Since patients began complaining in the early 2000s, the following instances have been found to result in LASIK complications:
Poor Equipment: LASIK equipment varies greatly in quality and may have a greater impact on the outcome than the doctor’s skills. Out of all possible equipment brands, the LADARVision laser is twice as likely to be associated with complications. In other instances, doctors were found to be using equipment approved by the FDA, also known as black box lasers.
Superficial Screenings: Physicians administering LASIK do not always thoroughly screen patients for riskier pre-existing conditions. This ranges from incorrectly determining a patient’s pupil size is larger than the optical zone or, post-operative, prescribing steroid drops that lead to glaucoma, autoimmune disorders, and corneal dystrophy.
Doctors Unwilling to Testify: Because of extreme retaliation from other LASIK-prescribing physicians, doctors remain reluctant to come forward to testify.
The FDA’s Role: The FDA has a limited role in how LASIK is prescribed and administered. The government organization cannot set a price for treatment, cannot require doctors to make disclosures or to provide thorough information, and cannot recommend a rating system. Nevertheless, because of the high level of complaints, the FDA held a hearing in 2008 with members of the Ophthalmic Device Panel to commission a LASIK Study Task Force to determine the surgery’s effectiveness. So far, a report has yet to surface.
Conditions: While resulting conditions vary, the following have proven to be particularly severe:
• Ectasia – Also known as a bulging cornea, this condition results in thinning and reduced structural integrity, which worsen over time. Signs start to show within a year after surgery and may result from a physician’s failure to identify a pre-existing condition.

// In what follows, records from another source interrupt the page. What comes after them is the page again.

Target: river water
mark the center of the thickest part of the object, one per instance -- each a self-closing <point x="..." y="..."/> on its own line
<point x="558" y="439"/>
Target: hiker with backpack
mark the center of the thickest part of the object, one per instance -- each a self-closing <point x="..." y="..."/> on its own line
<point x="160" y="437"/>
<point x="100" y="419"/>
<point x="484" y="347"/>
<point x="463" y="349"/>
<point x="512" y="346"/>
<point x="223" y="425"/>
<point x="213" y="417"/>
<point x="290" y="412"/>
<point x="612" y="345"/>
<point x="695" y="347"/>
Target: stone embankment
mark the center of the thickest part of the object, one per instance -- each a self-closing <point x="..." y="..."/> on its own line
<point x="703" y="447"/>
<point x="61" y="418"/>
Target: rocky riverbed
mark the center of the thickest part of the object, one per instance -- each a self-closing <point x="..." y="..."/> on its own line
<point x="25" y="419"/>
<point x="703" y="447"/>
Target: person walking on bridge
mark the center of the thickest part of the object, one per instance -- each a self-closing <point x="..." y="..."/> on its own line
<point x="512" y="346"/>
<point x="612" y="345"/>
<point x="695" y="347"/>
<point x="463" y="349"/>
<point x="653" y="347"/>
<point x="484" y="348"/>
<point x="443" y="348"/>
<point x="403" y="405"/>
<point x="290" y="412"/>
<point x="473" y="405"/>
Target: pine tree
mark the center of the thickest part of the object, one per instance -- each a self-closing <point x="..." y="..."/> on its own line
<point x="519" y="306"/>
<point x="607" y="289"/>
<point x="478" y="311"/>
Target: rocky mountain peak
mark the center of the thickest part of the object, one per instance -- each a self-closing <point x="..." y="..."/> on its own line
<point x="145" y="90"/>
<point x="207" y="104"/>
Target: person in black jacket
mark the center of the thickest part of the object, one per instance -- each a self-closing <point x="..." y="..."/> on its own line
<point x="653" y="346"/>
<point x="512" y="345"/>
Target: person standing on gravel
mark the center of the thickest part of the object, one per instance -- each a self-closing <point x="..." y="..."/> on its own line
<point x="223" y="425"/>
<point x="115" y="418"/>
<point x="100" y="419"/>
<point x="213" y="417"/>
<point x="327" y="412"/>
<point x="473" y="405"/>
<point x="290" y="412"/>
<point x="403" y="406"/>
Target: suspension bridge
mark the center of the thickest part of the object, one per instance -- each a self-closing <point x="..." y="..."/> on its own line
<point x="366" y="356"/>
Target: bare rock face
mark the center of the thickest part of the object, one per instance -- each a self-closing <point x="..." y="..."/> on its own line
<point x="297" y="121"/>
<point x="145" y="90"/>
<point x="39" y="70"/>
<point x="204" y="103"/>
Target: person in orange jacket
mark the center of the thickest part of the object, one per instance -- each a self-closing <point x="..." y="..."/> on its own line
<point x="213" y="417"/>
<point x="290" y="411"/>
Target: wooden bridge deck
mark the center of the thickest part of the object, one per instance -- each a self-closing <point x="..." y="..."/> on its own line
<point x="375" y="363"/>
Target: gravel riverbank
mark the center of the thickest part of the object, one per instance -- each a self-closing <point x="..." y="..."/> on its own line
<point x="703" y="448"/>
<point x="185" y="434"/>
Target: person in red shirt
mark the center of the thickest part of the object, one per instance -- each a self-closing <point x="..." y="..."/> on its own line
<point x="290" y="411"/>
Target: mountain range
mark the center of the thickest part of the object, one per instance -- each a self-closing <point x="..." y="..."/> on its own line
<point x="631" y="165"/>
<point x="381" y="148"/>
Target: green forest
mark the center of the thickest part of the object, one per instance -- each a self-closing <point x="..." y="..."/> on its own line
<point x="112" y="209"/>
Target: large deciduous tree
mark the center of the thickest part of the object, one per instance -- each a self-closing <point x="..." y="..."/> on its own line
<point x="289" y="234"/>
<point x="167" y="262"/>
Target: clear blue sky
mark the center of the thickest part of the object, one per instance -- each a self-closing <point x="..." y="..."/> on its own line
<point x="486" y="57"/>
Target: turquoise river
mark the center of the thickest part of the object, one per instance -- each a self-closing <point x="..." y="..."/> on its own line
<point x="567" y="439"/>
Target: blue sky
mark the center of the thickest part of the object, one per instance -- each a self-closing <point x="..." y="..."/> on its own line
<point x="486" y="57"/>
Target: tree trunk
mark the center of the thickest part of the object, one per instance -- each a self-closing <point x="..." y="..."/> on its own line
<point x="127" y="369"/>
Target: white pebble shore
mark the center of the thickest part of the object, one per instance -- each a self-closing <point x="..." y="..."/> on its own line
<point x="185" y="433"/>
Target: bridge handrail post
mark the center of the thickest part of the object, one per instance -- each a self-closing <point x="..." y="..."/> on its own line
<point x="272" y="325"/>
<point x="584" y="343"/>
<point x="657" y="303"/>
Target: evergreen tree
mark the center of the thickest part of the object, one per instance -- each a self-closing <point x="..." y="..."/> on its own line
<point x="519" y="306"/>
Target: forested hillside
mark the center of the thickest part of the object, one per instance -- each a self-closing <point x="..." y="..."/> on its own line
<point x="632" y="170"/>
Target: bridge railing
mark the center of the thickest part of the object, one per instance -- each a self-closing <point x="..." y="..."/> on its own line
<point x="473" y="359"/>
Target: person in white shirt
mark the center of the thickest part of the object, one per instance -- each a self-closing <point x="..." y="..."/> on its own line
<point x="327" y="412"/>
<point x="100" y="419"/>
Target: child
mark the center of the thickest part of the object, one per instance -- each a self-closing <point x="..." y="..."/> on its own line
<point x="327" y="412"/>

• Central Islands – This vision-interfering condition pertains to elevations in the central treatment zone and may be attributed to a doctor not removing enough tissue, defective, or poorly-maintained equipment.
Filing a Lawsuit
As permanent vision-altering conditions resulting from LASIK fall under medical malpractice or defective product liability, anyone filing a lawsuit is advised to keep medical bills, receipts, and documents; hold onto records throughout the full process; put together a description of injuries and conditions that existed before the surgery; and to get a second opinion after the surgery. Patients are advised to be careful about signing an agreement with a doctor or healthcare provider.